The Brevard Philharmonic Orchestra, under the direction of Donald Portnoy, performed an entire program of music inspired by the Stage at Brevard College’s Porter Center for the Performing Arts. Guest artists Carol Sparrow, mezzo-soprano, and her husband Randolph Locke, tenor, brought down the house with their powerful and moving renditions of some of opera’s greatest hits. Sparrow made her New York City Opera debut in the title role of Carmen, and has sung with the New York Pops Orchestra at Carnegie Hall and the Metropolitan Opera. She enjoys an active career as a concert soloist here and abroad, and has sung in national telecasts of “Live from Lincoln Center” on PBS. Locke has performed with the San Francisco Opera, the Lyric Opera of Chicago, the Sarasota Opera, and the San Francisco Opera. Both singers teach at Manatee Community College near Sarasota, Florida.

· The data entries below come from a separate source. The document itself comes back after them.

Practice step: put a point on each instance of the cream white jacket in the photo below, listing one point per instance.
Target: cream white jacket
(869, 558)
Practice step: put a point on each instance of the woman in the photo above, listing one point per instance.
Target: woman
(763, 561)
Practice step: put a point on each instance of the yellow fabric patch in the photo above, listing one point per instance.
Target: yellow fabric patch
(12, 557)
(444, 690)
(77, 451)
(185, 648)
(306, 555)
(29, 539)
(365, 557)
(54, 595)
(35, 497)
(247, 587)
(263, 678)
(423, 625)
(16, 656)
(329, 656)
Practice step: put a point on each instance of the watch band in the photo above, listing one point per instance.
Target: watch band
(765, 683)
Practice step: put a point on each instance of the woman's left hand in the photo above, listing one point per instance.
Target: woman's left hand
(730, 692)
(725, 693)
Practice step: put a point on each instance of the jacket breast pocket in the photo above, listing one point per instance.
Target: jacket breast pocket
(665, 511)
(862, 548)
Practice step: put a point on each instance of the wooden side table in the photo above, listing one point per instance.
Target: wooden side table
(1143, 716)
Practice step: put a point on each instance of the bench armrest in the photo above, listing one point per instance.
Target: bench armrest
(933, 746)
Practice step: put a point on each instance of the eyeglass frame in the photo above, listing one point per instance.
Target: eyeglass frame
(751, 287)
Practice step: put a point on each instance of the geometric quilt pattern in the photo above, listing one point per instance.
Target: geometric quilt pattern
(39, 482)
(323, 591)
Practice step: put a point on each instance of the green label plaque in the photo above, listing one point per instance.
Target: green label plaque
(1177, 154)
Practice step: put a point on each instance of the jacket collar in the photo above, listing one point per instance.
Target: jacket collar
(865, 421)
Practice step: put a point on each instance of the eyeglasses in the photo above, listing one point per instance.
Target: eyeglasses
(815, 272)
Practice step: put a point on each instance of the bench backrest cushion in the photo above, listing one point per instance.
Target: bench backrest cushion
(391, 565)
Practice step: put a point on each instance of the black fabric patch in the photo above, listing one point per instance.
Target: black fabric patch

The entire first half of the program was devoted to music from Georges Bizet’s Carmen. Bizet’s greatest work was composed between 1873 and 1874, premiering at L’Opéra-Comique in March 1875. Its use of spoken dialogue depicting a tragedy in which murder is committed on stage, and its realistic portrayal of lower-class characters helped destroy the artificial boundaries between opéra comique and opera. The opera was not received well at first; audiences were shocked by the “sensational and obscene” story, and reacted favorably only when the opera was revived in Paris in 1883.

Opening the program was the orchestral Suite No. 1, a series of 6 movements highlighting the opera’s narrative. The brief and ominous-sounding “Prelude” led into the “Aragonnaise,” a movement that, unfortunately, started in one tempo and ended in another due to a dragging tambourine accompaniment. The beginning of the third movement “Intermezzo” was beautifully played by solo harp and flute, and later, clarinet. The “Seguidille” and “Les Dragons d’alcala” were disappointingly lack-luster, without a range of nuance or energy that should color these movements. The orchestra rallied, however, for the smartly snappy “March of the Toreadors,” the suite’s final movement.

Sparrow then joined the ensemble for the famously seductive “Habañera” from Act I. Sparrow sings with a beautifully clear tone, remarkable precision in diction and rhythm, and a flair for dramatic singing and movement. Locke next took the stage to sing Don José’s “La fleur que tu m’avais jetée” (the “Flower Song”), demonstrating his ability to match Sparrow in musicality and dramatic presentation. Together they ended the first half with the duet from Act II, in which Carmen’s and Don José’s violent lover’s quarrel threatens to derail their relationship. Here the two artists proved to be more than a match for the heightened dynamics of the accompanying orchestra, with each singer acting out the story in gestures, including a simulated bite to Don José’s hand and a faint. Wonderful!

After intermission the orchestra performed the Prelude from Richard Wagner’s Die Meistersinger von Nürnberg, the program’s only nod to the Germans. I think this would have been a more successful concert opener, as the orchestra played its heart out, projecting a passion and musicality equal to that of the singers heard previously and not consistently heard in the opening Carmen Suite. The brass section was glorious — cohesive, full-bodied, and secure.

Locke then returned to the stage for Canio’s wrenching aria “Vesti la Giubba” at the end of Act I from Ruggiero Leoncavallo’s Pagliacci. Sparrow followed with the beautiful arietta “O Mio Babbino Caro” (My Sweet Little Daddy) from Puccini’s Gianni Schicchi, a comic opera based on a few lines from Dante’s Inferno. In the arietta, Gianni Schicci’s daughter, Lauretta, begs him to allow her to marry the man of her choice. A piece added to the program was Sparrow’s rendition of  “I Dreamed a Dream” from Claude Michel Schonberg’s Les Misérables, a song much in the news recently due to Susan Boyle’s heart-rending performance of the same on the British TV show Britain’s Got Talent. The program ended with the duet “And This is My Beloved” by Robert Wright and George Forrest from the 1953 musical Kismet, its melody derived from the third movement of Alexander Borodin’s String Quartet No. 2. Once again, the pair sang to the rafters with their high-octane high notes, bringing the audience to its feet.